No, its not. Its more like saying color exists as a product of perception.
Races are a categorization, categorizations do not inherently exist at all,
they exist as products of mind only.

> How would you call the unscientific belief that races exist in the human
> species, if not "racism"?

If by that you mean the unscientific belief that the cultural perception of
race has a direct correspondence to inherent biological feature of humans, I'd
call it something like "the erroneous belief in biological race".

Its pretty much logically orthogonal to racism; racists are probably more
likely to believe that biological race is a thing than non-racists, but its
quite possible to be a racist without believing in biological race (if it
weren't, bigotry against, e.g., nationality -- which doesn't have the problem
of people mistaking for an inherent biological trait -- wouldn't be a thing.
Heck, bigotry based on sexual orientation seems to be _inversely_ correlated
with the belief that it is an inherent biological feature.)
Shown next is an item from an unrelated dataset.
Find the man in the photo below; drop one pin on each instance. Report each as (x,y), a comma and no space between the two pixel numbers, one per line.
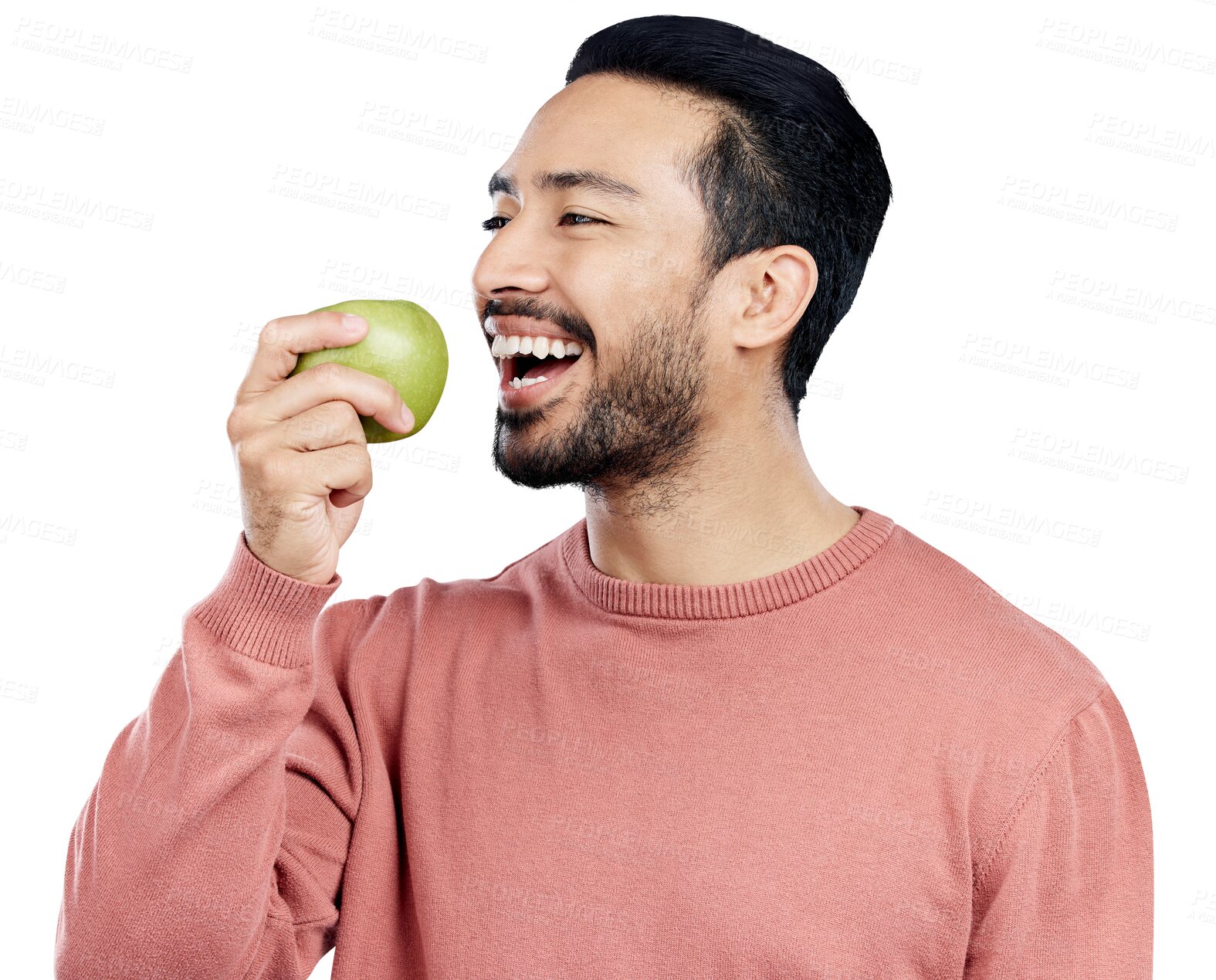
(725,726)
> Errors need to be pointed out, not accepted in silence, even if the hoi
> polloi will make you pay for it.

Well, yes, that's why I am pointing out the error of your mistaken confusion
of the erroneous perception that race is an inherent biological feature with
"racism", a term which has always referred to belief in the _superiority_ or
_inferiority_ of particular races, not belief in the biological inherency of
race.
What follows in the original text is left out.